私のドラムの先生が「ありえない」と言っていた通り、交通事故の後、血みどろでドラムを叩き続ける人なんていません。本当に人間の神経は繊細なもので、ちょっとの傷、ちょっとの疲れが、リズムに影響を与える度合いをなめちゃいけません。あんなじゃ叩けるはずがない。

まぁ、それは置いておいても、スパルタ教育で追い込まないと真の芸術は生まれない、という主張と、自主的にのびのび体験させることが一番なんだ、という主張のぶつかり合いが、この映画の論評の中で行われています。

私は勉強も音楽も仕事ものびのびさせてもらったタイプなのですが、どの才能も花開きませんでした。もしかすると超スパルタ教育を受けていたら、何かとびぬけた人間になっていたのでしょうか。

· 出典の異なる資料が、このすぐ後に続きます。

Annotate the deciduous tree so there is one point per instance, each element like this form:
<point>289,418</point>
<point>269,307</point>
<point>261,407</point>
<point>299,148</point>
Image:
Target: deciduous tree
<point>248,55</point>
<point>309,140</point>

たしかに、一芸で食っていくためには、尋常ではない努力が必要と思います。それを他律的に行うことも、生存競争上、なくはない戦略なのかもしれません。自分では絶対やらないけれど、やらされたことによって、見えてくるものってあるのかもしれません。仕事もいやいややっている内に5年くらいたつと、なんだかおもしろくなってきたりしますし。めちゃくちゃ嫌だったスイミングスクールも大人になってみると行っておいてよかったなと思ったり。

私のドラムに関しては、ゆるーくやらせてもらったせいか、もういいか、となってしまいました。あれをもっと強制的に練習させられていたらもっとはまっていたのでしょうか。人生は二つとないので、比べられないですね。